In the outer for-loop, we have to specify how many characters do we want to generate. We use “model.Predict() function to predict the next character. Variable “x” will have an initial seed text sample to start the process of inference. model.predict(x), predicts the possible probability scores for each character. Higher the probability, higher the likelihood of the character being the next character. We apply “argmax” to get the index of the maximum probability value. Using “int_to_char” and the index values of maximum probability we get the next character predicted.

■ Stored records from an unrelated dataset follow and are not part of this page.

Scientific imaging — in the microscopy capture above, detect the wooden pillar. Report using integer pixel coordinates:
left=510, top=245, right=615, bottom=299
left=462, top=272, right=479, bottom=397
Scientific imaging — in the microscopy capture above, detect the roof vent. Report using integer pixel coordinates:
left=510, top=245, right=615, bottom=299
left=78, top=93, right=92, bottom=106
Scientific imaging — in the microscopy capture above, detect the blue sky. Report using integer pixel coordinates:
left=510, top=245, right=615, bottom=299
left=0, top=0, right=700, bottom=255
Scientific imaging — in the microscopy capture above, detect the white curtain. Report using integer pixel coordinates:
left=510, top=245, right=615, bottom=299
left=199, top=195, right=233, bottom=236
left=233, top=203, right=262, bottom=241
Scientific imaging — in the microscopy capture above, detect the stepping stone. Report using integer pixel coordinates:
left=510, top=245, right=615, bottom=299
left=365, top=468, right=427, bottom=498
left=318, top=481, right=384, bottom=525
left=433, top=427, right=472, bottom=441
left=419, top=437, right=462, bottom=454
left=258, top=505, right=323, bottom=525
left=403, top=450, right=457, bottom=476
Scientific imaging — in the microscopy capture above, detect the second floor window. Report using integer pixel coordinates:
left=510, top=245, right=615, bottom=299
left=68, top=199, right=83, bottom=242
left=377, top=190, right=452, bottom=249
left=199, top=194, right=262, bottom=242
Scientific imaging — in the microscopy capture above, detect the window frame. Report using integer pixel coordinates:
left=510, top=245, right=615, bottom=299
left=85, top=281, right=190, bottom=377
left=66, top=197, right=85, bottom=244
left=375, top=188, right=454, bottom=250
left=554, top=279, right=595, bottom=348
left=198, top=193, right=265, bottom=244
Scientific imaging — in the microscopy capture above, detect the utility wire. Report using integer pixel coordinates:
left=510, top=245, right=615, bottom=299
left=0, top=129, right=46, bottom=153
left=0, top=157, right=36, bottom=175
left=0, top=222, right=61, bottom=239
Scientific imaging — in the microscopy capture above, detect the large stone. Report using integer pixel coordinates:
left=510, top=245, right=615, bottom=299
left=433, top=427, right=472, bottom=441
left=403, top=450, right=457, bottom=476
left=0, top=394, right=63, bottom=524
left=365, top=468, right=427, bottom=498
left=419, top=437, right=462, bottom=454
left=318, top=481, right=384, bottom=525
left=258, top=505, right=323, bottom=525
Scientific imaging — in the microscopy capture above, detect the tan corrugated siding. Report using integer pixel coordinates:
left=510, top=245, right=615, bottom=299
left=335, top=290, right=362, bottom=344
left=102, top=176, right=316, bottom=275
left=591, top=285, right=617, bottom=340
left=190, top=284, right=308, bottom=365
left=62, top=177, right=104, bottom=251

This process will we iterate based on a number of character we want to generate. In the example code below we are predicting 500 characters. We can go on to generate as many as we want.

#import sys
# generate characters
for i in range(500):
x = numpy.reshape(pattern, (1, len(pattern), 1))
x = x / float(n_vocab)
prediction = model.predict(x, verbose=0)
index = numpy.argmax(prediction)
result = int_to_char[index]
seq_in = [int_to_char[value] for value in pattern]
#sys.stdout.write(result)
print(result,end=””)
if i%100 == 0 and i != 0:
print(“\n”)
pattern.append(index)
pattern = pattern[1:len(pattern)]
print (“\nDone.”)

Applications of Language Model:

Language models have numerous applications.

  1. Predicting the next character in a word or predict the next word in a sentence while typing.
  2. It helps in both Sentence completion and word completion.
  3. Generate stories in the style of classic books. Example learn from the style of Shakespeare, Agatha Cristie etc and generate a new story.
  4. The language model can be used for pretraining a recurrent model. The pre-trained model can be used for other applications like Text classification or Neural Machine Translation. This idea of Transfer learning in NLP is very new and gaining a lot of ground. Refer to the fast.ai notebook on text classification to see its implementation.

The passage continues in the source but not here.